Attorney General Edwin Meese III took a large step toward installing his own conservative team yesterday as President Reagan announced he would nominate three people to key Justice Department positions.

Charles J. Cooper, a deputy assistant attorney general in the Civil Rights Division, will be nominated as assistant attorney general in charge of the Office of Legal Counsel. Cooper, 33, a graduate of the University of Alabama law school, is a former law clerk to Supreme Court Justice William H. Rehnquist.

Acting Solicitor General Charles Fried, who has been filing the administration's Supreme Court briefs since Rex E. Lee resigned last spring, will be nominated to be solicitor general. Fried, 50, is a longtime Harvard Law School professor who previously served as a special assistant to the attorney general.

Stephen J. Markman, 36, chief counsel of the Senate Judiciary subcommittee on the Constitution, headed by Orrin G. Hatch (R-Utah), will be named assistant attorney general for the Office of Legal Policy.

Cooper's nomination, to a job often described as the attorney general's lawyer, is likely to be the most controversial in the Senate. Cooper has been a key deputy to Assistant Attorney General William Bradford Reynolds and once helped defend the administration's effort to allow segregated schools to be exempt from federal taxes.

Reaction was quick among civil rights activists who helped defeat Reynolds' nomination to the department's No. 3 job. Ralph G. Neas, director of the Leadership Conference on Civil Rights, called Cooper "a right-wing ideologue who has sought to reverse the civil rights policies of every Republican and Democratic administration since Roosevelt."

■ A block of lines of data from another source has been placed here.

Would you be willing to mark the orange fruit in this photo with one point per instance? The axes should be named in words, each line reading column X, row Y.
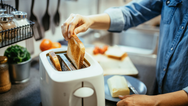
column 56, row 45
column 45, row 44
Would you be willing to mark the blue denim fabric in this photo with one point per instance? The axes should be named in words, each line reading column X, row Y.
column 172, row 59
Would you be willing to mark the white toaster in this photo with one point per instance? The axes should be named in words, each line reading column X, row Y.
column 82, row 87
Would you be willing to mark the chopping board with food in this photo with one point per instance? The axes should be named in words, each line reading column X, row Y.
column 114, row 61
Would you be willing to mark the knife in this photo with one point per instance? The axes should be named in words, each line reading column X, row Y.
column 132, row 88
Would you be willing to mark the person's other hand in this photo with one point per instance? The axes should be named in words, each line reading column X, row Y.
column 135, row 100
column 74, row 25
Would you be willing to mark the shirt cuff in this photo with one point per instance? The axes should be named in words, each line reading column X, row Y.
column 185, row 89
column 117, row 21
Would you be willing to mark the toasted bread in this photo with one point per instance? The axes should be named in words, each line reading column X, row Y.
column 55, row 60
column 76, row 51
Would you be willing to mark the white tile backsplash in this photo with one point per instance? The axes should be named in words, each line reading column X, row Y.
column 83, row 7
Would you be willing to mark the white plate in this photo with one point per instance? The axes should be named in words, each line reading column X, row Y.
column 137, row 84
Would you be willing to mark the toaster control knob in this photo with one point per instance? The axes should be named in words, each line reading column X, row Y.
column 83, row 92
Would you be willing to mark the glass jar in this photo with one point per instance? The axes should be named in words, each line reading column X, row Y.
column 20, row 18
column 5, row 84
column 7, row 23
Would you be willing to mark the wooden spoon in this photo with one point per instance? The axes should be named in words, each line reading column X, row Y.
column 46, row 19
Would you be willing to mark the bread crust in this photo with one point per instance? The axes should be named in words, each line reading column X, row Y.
column 76, row 51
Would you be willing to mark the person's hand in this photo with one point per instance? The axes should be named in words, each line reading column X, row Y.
column 74, row 25
column 136, row 100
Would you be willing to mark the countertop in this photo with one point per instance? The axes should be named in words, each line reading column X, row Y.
column 28, row 94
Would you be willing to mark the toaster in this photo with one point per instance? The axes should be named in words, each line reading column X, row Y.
column 79, row 87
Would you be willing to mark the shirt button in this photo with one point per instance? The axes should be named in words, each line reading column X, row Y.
column 168, row 2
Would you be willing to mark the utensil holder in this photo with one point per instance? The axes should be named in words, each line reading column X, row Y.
column 16, row 34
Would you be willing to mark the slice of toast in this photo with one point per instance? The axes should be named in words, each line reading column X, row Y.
column 76, row 51
column 55, row 60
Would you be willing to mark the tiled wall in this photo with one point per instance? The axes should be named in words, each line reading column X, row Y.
column 84, row 7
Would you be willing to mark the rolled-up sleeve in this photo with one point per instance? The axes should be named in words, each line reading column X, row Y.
column 117, row 21
column 133, row 14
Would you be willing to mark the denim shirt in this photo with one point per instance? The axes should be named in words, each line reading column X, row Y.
column 172, row 57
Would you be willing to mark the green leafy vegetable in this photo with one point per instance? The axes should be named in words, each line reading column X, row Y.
column 17, row 54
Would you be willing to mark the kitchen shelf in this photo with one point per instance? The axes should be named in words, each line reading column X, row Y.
column 17, row 34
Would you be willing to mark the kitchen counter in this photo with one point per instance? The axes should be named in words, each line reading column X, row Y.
column 28, row 94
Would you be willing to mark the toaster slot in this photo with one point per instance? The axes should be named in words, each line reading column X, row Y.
column 65, row 63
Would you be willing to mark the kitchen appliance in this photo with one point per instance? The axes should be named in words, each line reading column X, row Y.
column 79, row 87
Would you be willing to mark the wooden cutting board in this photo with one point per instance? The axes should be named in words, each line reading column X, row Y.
column 112, row 66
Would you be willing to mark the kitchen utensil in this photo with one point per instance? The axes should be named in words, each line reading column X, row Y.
column 138, row 85
column 46, row 19
column 30, row 45
column 57, row 16
column 132, row 88
column 82, row 87
column 37, row 29
column 17, row 4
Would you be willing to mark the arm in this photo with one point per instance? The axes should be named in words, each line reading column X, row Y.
column 78, row 23
column 116, row 19
column 178, row 98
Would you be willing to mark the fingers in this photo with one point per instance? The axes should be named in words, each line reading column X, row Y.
column 65, row 27
column 81, row 28
column 124, row 96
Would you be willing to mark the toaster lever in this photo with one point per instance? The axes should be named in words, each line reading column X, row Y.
column 84, row 92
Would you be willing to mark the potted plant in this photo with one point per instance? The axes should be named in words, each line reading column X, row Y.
column 19, row 63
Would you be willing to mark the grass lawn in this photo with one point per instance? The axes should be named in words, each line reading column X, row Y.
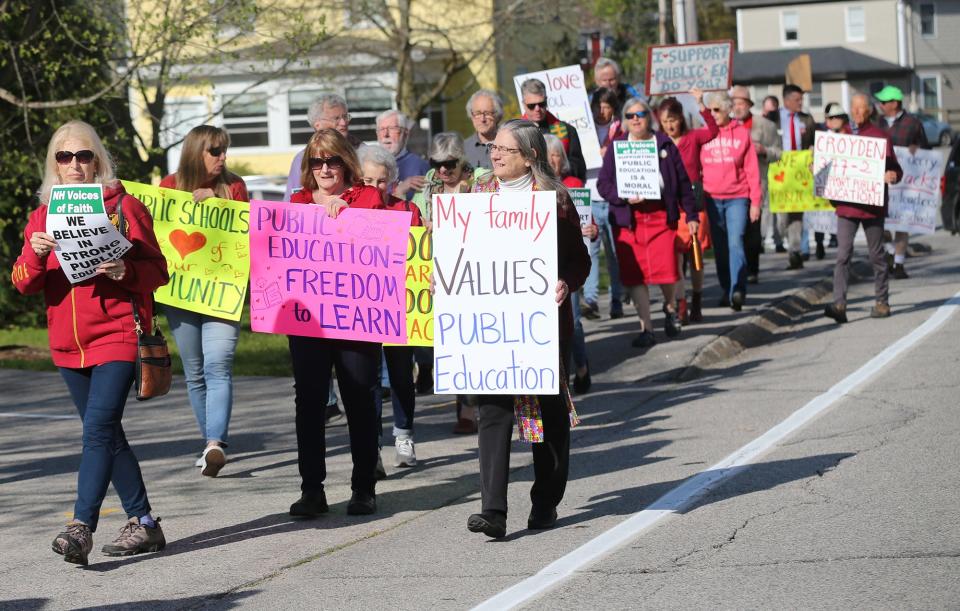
column 258, row 354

William Robinson, director of the Lawyers Committee for Civil Rights Under Law, said that, "Cooper's views are virtually identical to those held by William Bradford Reynolds . . . extremely hostile to civil rights."

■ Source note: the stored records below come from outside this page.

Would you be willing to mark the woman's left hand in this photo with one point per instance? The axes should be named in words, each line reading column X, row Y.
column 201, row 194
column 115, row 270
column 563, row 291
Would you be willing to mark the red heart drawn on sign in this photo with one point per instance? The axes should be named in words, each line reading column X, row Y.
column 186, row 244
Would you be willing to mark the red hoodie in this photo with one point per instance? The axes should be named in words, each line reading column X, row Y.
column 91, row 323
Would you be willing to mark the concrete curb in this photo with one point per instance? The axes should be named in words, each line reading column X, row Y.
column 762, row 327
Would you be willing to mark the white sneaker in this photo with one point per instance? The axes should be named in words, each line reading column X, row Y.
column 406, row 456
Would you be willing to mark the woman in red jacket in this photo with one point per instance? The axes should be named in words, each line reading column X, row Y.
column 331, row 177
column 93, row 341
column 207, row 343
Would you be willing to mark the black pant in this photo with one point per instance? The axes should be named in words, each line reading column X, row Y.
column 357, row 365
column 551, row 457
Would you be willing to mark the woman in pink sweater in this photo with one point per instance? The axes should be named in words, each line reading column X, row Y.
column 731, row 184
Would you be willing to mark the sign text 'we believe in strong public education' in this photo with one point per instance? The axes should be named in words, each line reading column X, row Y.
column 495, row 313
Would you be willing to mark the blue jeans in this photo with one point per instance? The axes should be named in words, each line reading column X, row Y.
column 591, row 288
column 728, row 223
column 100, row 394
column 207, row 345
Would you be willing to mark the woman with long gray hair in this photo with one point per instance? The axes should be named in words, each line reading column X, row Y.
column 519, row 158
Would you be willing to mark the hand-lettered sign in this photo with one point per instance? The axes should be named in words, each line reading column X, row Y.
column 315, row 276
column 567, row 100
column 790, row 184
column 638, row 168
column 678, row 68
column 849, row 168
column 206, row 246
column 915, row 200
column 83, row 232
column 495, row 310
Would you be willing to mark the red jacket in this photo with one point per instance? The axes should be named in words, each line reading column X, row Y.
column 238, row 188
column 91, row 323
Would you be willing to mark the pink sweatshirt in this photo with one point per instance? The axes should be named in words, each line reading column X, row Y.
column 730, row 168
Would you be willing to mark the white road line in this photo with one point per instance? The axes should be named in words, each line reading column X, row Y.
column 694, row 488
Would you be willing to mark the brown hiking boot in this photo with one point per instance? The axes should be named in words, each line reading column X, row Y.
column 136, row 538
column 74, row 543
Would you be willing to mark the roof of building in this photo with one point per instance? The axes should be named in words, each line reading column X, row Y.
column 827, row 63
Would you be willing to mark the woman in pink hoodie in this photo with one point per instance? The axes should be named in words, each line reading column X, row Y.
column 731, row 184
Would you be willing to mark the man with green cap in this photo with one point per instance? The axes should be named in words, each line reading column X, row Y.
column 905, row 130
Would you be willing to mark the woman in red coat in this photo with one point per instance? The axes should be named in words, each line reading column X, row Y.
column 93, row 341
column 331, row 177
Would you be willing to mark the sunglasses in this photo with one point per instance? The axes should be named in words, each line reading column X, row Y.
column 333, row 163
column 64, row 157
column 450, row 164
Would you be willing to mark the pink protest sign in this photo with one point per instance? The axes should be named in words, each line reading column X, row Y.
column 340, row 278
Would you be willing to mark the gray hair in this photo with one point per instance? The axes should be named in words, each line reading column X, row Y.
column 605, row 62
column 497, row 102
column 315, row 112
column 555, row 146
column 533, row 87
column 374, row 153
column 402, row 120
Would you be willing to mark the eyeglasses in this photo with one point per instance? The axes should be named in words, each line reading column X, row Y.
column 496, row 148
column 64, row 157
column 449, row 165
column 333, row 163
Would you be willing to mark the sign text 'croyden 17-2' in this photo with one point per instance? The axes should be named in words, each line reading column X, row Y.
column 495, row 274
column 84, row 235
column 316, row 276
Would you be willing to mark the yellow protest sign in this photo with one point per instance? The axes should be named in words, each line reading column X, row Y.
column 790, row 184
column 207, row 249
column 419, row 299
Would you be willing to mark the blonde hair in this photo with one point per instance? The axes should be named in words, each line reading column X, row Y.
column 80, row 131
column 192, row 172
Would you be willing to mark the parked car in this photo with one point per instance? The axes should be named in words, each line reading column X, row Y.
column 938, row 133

Fried is certain to be questioned about the friend-of-the-court brief he filed for the Justice Department in two pending Supreme Court cases, urging the court to overturn its landmark 1973 decision legalizing abortion.

Markman was tapped for the office that screens candidates for federal judgeships, after the administration decided not to nominate Christian activist Herbert E. Ellingwood, head of the Merit Systems Protection Board. In the meantime, Meese assistant Grover Rees, a former University of Texas law professor, has been spearheading the judicial selection process.